I was listening to the most recent TV Talk Machine podcast episode, where they discuss Better Call Saul. For those who don’t know, Saul is a character from Breaking Bad and Better Call Saul is a prequel series to Breaking Bad, with the titular character still being a nice guy, something he definitely isn’t in BB.
In general, prequels don’t seem to have the greatest track record. I merely have to mention the words “star” and “wars”. But isn’t this worse for TV? With a movie or even a book or book series, the writer knows how many installments they have and can plan the amount of story accordingly (or the other way around).
But with TV, if you’re successful, you have to keep going for an indeterminate amount of time, usually losing some characters/actors along the way. And even one short season is a long, long time to wait for the other shoe to drop. (One complaint about Better Call Saul, which I haven’t watched, is that it’s slow as molasses.)
And this is not just about prequels: the same issue comes up with shows like How I Met Your Mother. Or shows with an important will they / won’t they component: you can’t keep the boy and girl apart for a decade, but you also can’t really get them together because then the tension is lost.
And conspiracies / mysteries. See X-Files and Lost. When the payoff doesn’t come, viewers feel cheated. If it does come, the viewers often feel cheated anyway, because the payoff can never justify a hundred or more episodes of buildup. And it becomes painfully obvious that the writers were making it up as they went all along. Which they have to, as they have no idea how many hours they have to fill.
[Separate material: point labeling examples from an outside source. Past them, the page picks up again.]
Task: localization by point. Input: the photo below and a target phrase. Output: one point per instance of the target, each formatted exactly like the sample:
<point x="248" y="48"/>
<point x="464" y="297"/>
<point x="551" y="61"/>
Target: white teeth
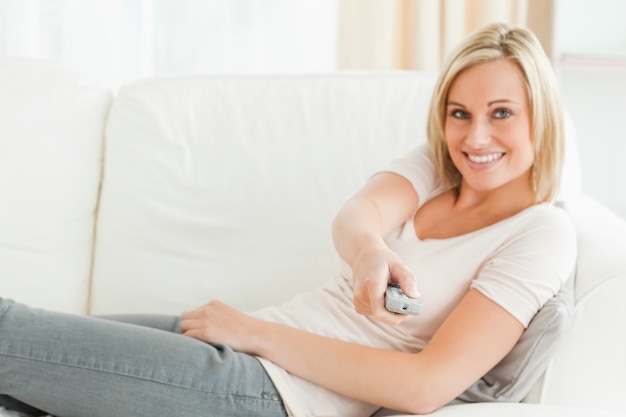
<point x="483" y="159"/>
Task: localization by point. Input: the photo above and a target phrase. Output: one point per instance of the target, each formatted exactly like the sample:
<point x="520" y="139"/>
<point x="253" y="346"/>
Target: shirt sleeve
<point x="418" y="168"/>
<point x="533" y="266"/>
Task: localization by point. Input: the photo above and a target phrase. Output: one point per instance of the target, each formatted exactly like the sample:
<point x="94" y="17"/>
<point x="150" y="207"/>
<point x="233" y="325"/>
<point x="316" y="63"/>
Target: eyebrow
<point x="491" y="103"/>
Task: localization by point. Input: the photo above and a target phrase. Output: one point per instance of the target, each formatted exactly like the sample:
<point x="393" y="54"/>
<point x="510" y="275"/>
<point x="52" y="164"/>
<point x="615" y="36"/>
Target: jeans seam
<point x="128" y="375"/>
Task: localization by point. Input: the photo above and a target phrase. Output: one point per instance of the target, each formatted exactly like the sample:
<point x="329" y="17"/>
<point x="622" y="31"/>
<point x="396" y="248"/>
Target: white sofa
<point x="173" y="191"/>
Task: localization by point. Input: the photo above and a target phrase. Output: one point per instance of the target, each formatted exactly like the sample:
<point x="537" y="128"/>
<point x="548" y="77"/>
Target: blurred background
<point x="120" y="41"/>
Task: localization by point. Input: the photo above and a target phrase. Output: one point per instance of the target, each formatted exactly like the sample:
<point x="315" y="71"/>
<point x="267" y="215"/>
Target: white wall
<point x="591" y="39"/>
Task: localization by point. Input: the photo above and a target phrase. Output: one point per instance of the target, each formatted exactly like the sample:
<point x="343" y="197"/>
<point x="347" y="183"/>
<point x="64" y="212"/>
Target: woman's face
<point x="488" y="129"/>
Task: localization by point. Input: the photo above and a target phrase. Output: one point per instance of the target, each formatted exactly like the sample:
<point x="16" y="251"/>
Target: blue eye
<point x="501" y="113"/>
<point x="459" y="114"/>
Basically, the viewers watch because they’re interested in X, but the writers can never give the viewers X because then they’re out of a job.
I guess there’s an exception for shows that wrap up by the end of the first season, but as stated in another thread, it’s unAmerican to cancel a TV show that still makes money, so that rarely happens.
Anyone have any examples of shows that were working towards a known outcome and didn’t end up disappointing a large fraction of their viewers along the way or at the end?